Phasing out coal, limiting investments in oil and gas to facilitate a swift decline and a managed transition, and embracing technology, policy and market solutions will put the global energy system on track for a 1.5°C pathway.
By 2050, a total of US$33 trillion of additional investment are required into efficiency, renewables, end-use electrification, power grids, flexibility, hydrogen and innovations. The benefits, however, greatly exceed the costs of investments.
When air pollution, human health and climate change externalities are factored in, the payback is even higher with every dollar spent on the energy transition adding benefits valued at between US$2-5.5, in cumulative terms between US$61-164 trillion by the mid-century.
IRENA’s Outlook sees energy transition as a significant business opportunity for multiple stakeholders, including the private sector, shifting funding from equity to private debt capital. The latter will grow from 44 per cent in 2019 to 57 per cent in 2050, an increase of almost 20 per cent over planned policies.
Energy transition technologies will find it easier to obtain affordable long-term debt financing in the coming years. At the same time, fossil fuel assets will increasingly be avoided by private financiers and therefore forced to rely on equity financing from retained earnings and new equity issues.
But public financing will remain crucial for a swift, just and inclusive energy transition and catalyse private finance. In 2019, the public sector provided US$450 billion through public equity and lending by development finance institutions.
In IRENA’s 1.5°C scenarios, these investments will almost double to US$780 billion. Public debt financing will be an essential facilitator for other lenders, especially in developing markets.

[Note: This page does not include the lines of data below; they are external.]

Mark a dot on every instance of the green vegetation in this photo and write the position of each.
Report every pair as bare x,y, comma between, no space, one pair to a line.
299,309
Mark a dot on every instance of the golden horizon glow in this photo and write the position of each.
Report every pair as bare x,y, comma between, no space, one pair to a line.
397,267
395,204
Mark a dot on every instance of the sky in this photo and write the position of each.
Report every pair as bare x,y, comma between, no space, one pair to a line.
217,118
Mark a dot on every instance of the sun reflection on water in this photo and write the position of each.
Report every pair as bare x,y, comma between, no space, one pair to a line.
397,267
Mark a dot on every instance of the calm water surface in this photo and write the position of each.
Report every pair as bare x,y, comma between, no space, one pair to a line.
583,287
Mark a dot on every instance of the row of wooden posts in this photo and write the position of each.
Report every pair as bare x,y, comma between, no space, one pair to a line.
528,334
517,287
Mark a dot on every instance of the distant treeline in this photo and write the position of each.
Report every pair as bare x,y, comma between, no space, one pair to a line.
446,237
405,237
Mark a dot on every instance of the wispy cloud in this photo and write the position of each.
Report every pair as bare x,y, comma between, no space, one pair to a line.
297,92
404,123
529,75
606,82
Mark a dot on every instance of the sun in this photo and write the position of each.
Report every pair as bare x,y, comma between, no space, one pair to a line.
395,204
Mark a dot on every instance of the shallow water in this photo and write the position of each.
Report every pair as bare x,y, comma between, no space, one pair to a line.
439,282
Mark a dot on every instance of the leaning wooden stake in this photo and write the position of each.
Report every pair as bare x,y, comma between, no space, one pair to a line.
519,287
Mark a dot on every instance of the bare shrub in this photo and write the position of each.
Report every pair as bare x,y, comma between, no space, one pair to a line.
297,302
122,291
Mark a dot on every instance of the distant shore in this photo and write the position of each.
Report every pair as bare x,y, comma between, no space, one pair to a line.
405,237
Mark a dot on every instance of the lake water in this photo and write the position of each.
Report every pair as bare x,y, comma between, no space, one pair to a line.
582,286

As markets alone are not likely to move rapidly enough, policymakers must incentivise and eliminate market distortions that favour fossil fuels and facilitate the necessary changes in funding structures.
This will involve phasing out fossil fuel subsidies and changing fiscal systems to reflect the negative environmental, health and social costs of fossil fuels. Monetary and fiscal policies, including carbon pricing policies, will enhance competitiveness and level the playing field.
Enhanced international cooperation and a comprehensive set of policies will be critical to driving the broader structural shift towards resilient economies and societies. If not well managed, the energy transition risks inequitable outcomes, dual-track development and an overall slowdown in progress.
Just and integrated policies will remain imperative to realise the full potential of the energy transition.
Today’s policies, finance and socio-economic analysis complete the outlined technological avenues for a 1.5°C-compatible energy pathway, providing policymakers with a playbook to achieve optimal results from the transition.
Launched by energy leaders at the Agency’s Global High-Level Forum on Energy Transition, this Outlooks aims to raise ambition towards UN High-Level Dialogue on Energy and Climate Conference COP26 later this year.